Governance Systems Used For Cryptocurrencies

Bitcoin and Ethereum already have systems in place to implement decentralized representation. The core of these systems is Improvement Proposals, suggested by developers and users to enhance the functionality and performance of their respective blockchains.

But Hacker suggests that these proposals alone might not be enough. “Bitcoin clearly has not implemented an effective governance framework yet that would balance user/community voice with some steering on behalf of core developers in times of crisis,” he says.
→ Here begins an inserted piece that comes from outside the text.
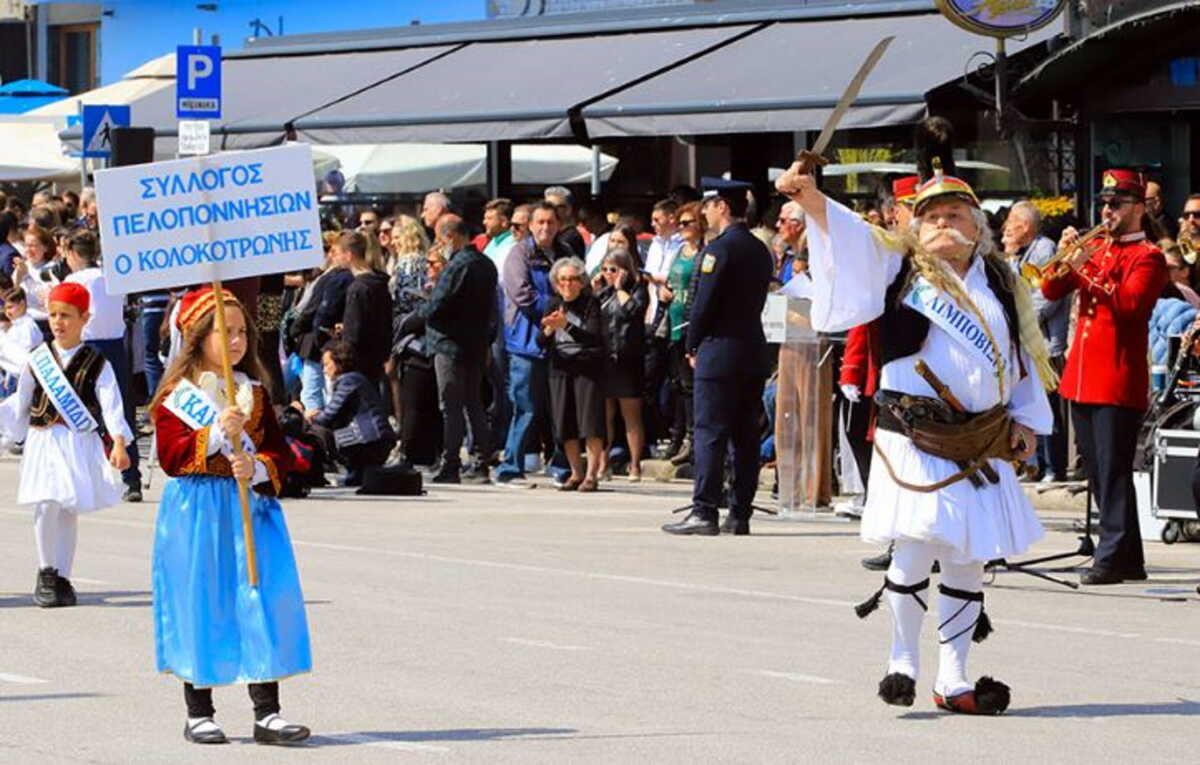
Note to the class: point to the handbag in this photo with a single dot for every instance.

As proof of his assertion, he refers to the veto mechanism from the Bitcoin core team that prevented the development of a larger block on the crypto’s blockchain for efficient processing of transactions. “Often this (the Improvement Proposal) works via a signaling mechanism that gives voice to miners, but not to ordinary users,” he says. Users, in this instance, are people who own cryptocurrencies, whether through running full nodes or third-party wallets.

Ethereum is ahead of Bitcoin in the governance game. The cryptocurrency has already tested several cryptocurrency-related innovations on its blockchain. For example, voting on the DAO proposal occurred through the implementation of a Carbon voting mechanism, in which each voting node had to make a transaction involving spending a minimal amount of ether (ranging from 0.06 ether to 0.08 ether). However, it recorded low voter participation. In addition to this, it also publishes transcripts of developer calls on its website.

Other Governance Programs

Other cryptocurrencies have also implemented different forms of governance systems. Some are a hybrid of off-chain governance and on-chain systems while others are purely on-chain systems.

For example, Dash’s system combines decision-making about future development through voting on proposals presented by Dash’s core development team by Masternodes (which are responsible for transaction consensus). Dash Core, which consists of senior members from the Dash network, is answerable to Masternodes and is answerable to them. It can also be removed by them.

“In essence, we are owned indirectly by the network and have a fiduciary duty back to them,” says Ryan Taylor, CEO of Dash. Decred, another crypto, implements a somewhat similar structure, but the entire process, voting, and proposals are implemented on the blockchain. The number of votes per stakeholder or user is proportional to their stake of coins.

Such an on-chain system may face problems in a privacy-focused cryptocurrency, such as Monero, where public keys identifying a voter are not easily divulged. Still, the movement of cryptocurrencies toward establishing governance systems is a positive development, says Hacker. “It shows that there is a demand for them (such systems).”